Scale AI, which provides data-labeling services to companies that want to train machine learning models, has raised a $1 billion Series F round from a slew of big-name institutional and corporate investors that include Amazon and Meta.

The fundraise is a mix of primary and secondary funding, and is the latest in a slew of big venture capital investments in AI. Amazon recently closed a $4 billion investment in OpenAI rival Anthropic, and the likes of Mistral AI and Perplexity are also in the process of raising more billion-dollar rounds at lofty valuations.

Before this round, Scale AI had raised around $600 million in its eight-year history, including a $325 million Series E in 2021 that valued it at around $7 billion — double the valuation of its Series D in 2020. Three years on, and despite headwinds that caused it to lay off 20% of its staff last year, Scale AI is now valued at $13.8 billion — a sign of the times, as investors scramble to get ahead in the AI gold rush.

The Series F was led by Accel, which also led the company’s Series A and participated in subsequent venture rounds.

Aside from Amazon and Meta, Scale AI has attracted an assortment of new investors: the venture arms of Cisco, Intel, AMD and ServiceNow participated, as did DFJ Growth, WCM and investor Elad Gil. Many of its existing investors also returned: Nvidia, Coatue, Y Combinator (YC), Index Ventures, Founders Fund, Tiger Global Management, Thrive Capital, Spark Capital, Greenoaks, Wellington Management, and former GitHub CEO, Nat Friedman.

Banking on the growing importance of data

Data is the lifeblood of artificial intelligence, which is why companies specializing in data management and processing are faring well right now.
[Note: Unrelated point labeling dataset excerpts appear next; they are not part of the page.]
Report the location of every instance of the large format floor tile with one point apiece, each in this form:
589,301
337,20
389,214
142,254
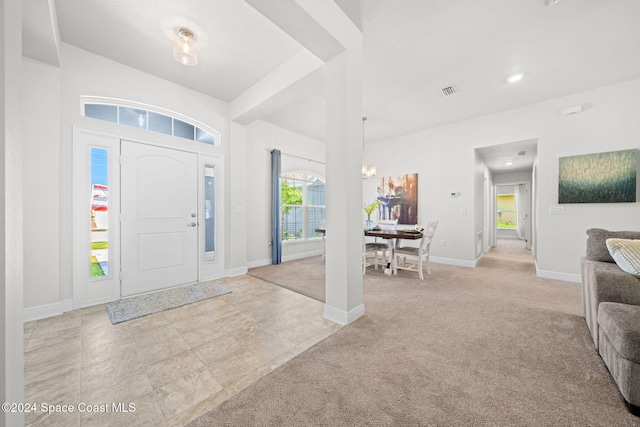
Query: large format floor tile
166,368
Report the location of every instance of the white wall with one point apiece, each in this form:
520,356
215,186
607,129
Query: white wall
41,131
11,207
500,178
263,137
445,162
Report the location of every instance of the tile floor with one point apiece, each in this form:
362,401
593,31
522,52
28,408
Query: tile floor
172,365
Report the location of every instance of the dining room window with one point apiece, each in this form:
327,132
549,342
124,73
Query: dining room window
303,205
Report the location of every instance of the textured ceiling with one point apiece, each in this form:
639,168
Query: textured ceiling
412,49
237,45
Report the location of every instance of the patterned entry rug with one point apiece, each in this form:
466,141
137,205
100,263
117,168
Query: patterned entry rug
143,305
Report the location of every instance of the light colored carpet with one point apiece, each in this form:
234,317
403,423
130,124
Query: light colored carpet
143,305
490,346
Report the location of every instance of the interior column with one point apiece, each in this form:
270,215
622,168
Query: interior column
11,240
344,302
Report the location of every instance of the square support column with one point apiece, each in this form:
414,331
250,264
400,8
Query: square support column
344,302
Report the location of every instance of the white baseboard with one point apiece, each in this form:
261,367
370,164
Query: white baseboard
47,310
259,263
453,261
556,275
301,255
238,271
342,317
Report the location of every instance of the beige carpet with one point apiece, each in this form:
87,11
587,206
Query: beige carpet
490,346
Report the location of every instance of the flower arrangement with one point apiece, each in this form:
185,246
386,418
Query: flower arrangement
368,209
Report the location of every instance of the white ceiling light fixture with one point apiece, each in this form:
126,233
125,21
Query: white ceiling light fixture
185,50
515,77
367,171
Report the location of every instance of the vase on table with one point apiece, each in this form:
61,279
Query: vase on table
368,224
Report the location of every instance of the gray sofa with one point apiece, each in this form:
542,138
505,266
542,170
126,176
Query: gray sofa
611,306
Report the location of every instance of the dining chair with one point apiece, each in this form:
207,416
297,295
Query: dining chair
379,246
417,256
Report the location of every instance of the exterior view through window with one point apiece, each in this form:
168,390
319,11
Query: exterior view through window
303,205
506,211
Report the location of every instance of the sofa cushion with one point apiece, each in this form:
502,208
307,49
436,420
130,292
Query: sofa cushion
621,324
597,242
626,253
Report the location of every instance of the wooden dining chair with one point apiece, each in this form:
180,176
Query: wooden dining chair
413,258
378,246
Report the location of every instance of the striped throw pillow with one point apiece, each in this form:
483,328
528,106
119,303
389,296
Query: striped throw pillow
626,253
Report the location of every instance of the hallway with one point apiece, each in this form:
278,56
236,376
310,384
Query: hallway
509,254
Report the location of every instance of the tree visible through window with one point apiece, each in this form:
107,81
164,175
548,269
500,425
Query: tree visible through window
506,212
302,205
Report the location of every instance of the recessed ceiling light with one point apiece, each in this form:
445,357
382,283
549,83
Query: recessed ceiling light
516,77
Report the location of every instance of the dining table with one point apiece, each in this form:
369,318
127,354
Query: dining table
393,236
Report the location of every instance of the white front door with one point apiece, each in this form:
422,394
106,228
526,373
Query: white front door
159,224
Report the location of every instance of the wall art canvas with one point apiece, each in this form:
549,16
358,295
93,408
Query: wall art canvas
598,178
398,197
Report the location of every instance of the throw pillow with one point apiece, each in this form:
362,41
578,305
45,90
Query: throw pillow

Just last week, Weka said it raised $140 million at a $1.6 billion post-money valuation to help companies build data pipelines for their AI applications.

Founded in 2016, Scale AI meshes machine learning with ‘human-in-the-loop’ oversight to manage and annotate large volumes of data, which is vital for training AI systems across industries such as autonomous vehicles.

But most data is unstructured, and AI systems find it difficult to use such data off the bat. It needs to be labeled, which is a resource-intensive endeavor, especially with large data sets. Scale AI provides companies with data that has been correctly annotated and primed for training models. It also specializes for different industries with different needs — a self-driving car company will likely need labeled data from cameras and Lidar, whereas natural language processing (NLP) use-cases will need annotated text.

The company’s customers include Microsoft, Toyota, GM, Meta, the U.S. Department of Defense and, as of last August, ChatGPT-maker OpenAI, which is tapping Scale AI to let companies fine-tune its GPT-3.5 text-generating models.

Scale AI says it will use the new cash to help accelerate the “abundance of frontier data that will pave our road to artificial general intelligence.”

“Data abundance is not the default — it’s a choice,” Scale AI’s CEO and founder, Alexandr Wang, said in a press release. “It requires bringing together the best minds in engineering, operations, and AI. Our vision is one of data abundance, where we have the means of production to continue scaling frontier LLMs many more orders of magnitude. We should not be data-constrained in getting to GPT-10.”